Si j'ai bien compris le 100base T, c'est du fast ethernet, contrairement au Gigabit ethernet. L'adaptateur USB vers ethernet est apparemment bien un Fast ethernet (donc en 100 MB/s). Ce que je ne comprends pas, c'est que j'ai vu une vidéo sur YouTube d'un comparatif entre l'adaptateur Thunderbolt vers Gigabit ethernet, l'USB vers fast ethernet, et le WiFi. L'adaptateur USB vers Fast ethernet était donné pour 12,5 MB/s théoriques, il a été pourtant plus rapide que le test en WiFi. Et c'est bien cette mesure que je ne saisis pas. Ma connexion me permet un débit théorique de 100 méga. Ne parle-t-on pas dans les deux cas de MB/s ?


----------



## Locke (26 Janvier 2013)

Je suis chez Numericable et le Wifi fonctionne très bien. Par contre, il faut trouver en effet le bon canal.

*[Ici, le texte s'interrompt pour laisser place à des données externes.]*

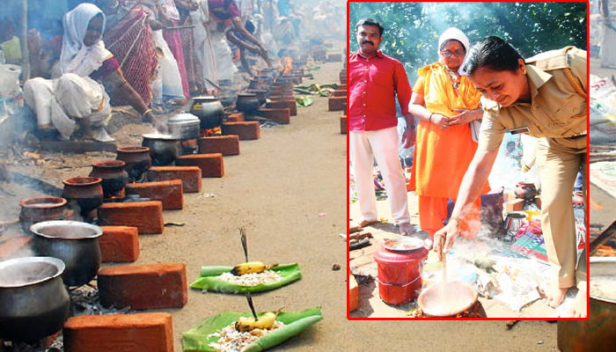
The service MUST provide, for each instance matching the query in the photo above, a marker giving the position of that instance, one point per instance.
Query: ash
(84, 301)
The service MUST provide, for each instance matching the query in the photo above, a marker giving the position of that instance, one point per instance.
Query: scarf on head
(76, 57)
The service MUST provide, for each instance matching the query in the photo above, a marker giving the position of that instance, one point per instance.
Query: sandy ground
(277, 188)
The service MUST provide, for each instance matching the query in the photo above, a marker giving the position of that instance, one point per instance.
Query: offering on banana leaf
(233, 332)
(246, 277)
(221, 279)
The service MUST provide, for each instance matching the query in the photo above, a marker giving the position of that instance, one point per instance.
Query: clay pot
(209, 110)
(39, 209)
(137, 160)
(526, 191)
(247, 103)
(260, 93)
(87, 192)
(163, 148)
(113, 174)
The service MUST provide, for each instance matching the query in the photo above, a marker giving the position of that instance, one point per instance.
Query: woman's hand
(449, 232)
(408, 138)
(440, 120)
(464, 117)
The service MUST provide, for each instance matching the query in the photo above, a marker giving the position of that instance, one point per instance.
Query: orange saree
(442, 156)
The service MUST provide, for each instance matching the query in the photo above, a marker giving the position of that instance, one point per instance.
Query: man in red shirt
(374, 81)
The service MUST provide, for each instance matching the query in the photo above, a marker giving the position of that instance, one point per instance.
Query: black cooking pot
(247, 103)
(33, 301)
(75, 243)
(209, 110)
(163, 148)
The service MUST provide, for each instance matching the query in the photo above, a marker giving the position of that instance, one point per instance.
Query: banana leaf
(304, 101)
(197, 340)
(209, 281)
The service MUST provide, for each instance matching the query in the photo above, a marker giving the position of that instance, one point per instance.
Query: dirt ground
(289, 190)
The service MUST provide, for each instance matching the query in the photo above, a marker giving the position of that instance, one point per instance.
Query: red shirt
(374, 84)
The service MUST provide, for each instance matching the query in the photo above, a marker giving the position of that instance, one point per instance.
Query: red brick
(282, 116)
(339, 93)
(244, 130)
(514, 205)
(353, 294)
(337, 103)
(211, 165)
(190, 176)
(147, 217)
(284, 103)
(236, 116)
(13, 245)
(149, 286)
(119, 244)
(151, 332)
(226, 145)
(170, 193)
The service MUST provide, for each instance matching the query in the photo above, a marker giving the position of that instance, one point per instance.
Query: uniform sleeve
(403, 88)
(492, 131)
(419, 86)
(578, 65)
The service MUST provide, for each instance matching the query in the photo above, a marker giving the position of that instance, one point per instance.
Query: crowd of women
(465, 103)
(145, 53)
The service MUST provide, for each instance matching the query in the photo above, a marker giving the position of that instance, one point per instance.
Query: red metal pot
(399, 274)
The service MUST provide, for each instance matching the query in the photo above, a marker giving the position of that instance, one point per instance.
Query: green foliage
(412, 29)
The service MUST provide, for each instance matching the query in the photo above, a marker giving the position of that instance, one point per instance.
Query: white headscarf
(76, 57)
(455, 34)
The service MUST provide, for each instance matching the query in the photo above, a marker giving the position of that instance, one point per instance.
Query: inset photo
(467, 127)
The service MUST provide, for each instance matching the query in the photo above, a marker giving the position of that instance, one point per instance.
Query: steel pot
(447, 299)
(163, 148)
(33, 301)
(76, 243)
(247, 103)
(209, 110)
(598, 333)
(37, 209)
(184, 126)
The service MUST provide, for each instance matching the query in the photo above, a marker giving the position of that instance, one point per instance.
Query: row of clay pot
(106, 180)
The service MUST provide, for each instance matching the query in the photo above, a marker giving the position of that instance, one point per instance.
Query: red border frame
(587, 174)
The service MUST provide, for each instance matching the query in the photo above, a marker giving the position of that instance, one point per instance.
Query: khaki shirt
(556, 109)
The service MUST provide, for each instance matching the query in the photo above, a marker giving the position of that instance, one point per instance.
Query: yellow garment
(443, 155)
(12, 49)
(439, 94)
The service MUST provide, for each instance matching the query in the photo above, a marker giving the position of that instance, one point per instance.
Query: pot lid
(407, 244)
(159, 136)
(183, 118)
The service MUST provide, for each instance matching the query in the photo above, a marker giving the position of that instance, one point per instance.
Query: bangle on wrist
(456, 219)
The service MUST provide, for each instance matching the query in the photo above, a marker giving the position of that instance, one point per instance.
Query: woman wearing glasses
(445, 104)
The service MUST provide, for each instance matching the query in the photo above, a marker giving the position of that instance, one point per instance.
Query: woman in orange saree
(445, 104)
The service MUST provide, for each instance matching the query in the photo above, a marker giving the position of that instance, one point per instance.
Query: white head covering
(456, 34)
(76, 57)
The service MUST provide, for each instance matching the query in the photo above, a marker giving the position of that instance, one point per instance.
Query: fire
(286, 66)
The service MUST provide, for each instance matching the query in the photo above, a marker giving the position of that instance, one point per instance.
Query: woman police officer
(545, 97)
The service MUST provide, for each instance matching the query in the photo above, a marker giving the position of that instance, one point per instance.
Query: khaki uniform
(557, 115)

Le changement de canal se fait en allant ici... http://192.168.0.1/

Le lien officiel de chez Numericable pour tester son débit est ici... http://testdebit.numericable.fr

Moi, je n'ai pas trop de souci en ethernet...






...et en Wifi, ça baisse un petit peu, mais pas de beaucoup, le ping passe de 6 à 8.


----------



## alargeau (26 Janvier 2013)

Merci.
Chez moi ce n'est pas le cas, le WiFi a une portée absolument mauvaise et la différence entre la connexion WiFi et la connexion filaire est tout simplement incroyable. J'ai déjà dit tout ça plus haut, tout comme l'histoire des canaux, tous testés, sans rien de mieux. Ma question initiale était sur la rapidité de l'USB, et non pas sur la qualité de ma box, qui est de mauvaise qualité ; je le sais.


----------



## Locke (26 Janvier 2013)

Le meilleur débit est sans contestation avec un câble ethernet.

Quel modèle de box chez Numericable tu as ? Ancien ou nouveau modèle. Je présume que c'est l'ancien que j'ai aussi, en fait moi j'en vraiment un vieux modèle, donc un modem comme celui-ci...






...il fait un peu chaufferette, mais fonctionne très bien. Pas de souci dans une autre pièce avec mon Macbook Pro, iPad, etc.

Je ne vais rester chez Numericable, je vais prendre Bouygues qui s'appuie sur le réseau de Numericabe.


----------



## alargeau (26 Janvier 2013)

Moi j'ai celui-ci : 






Je ne pense pas qu'il soit bien vieux car il est compatible WiFi N.


----------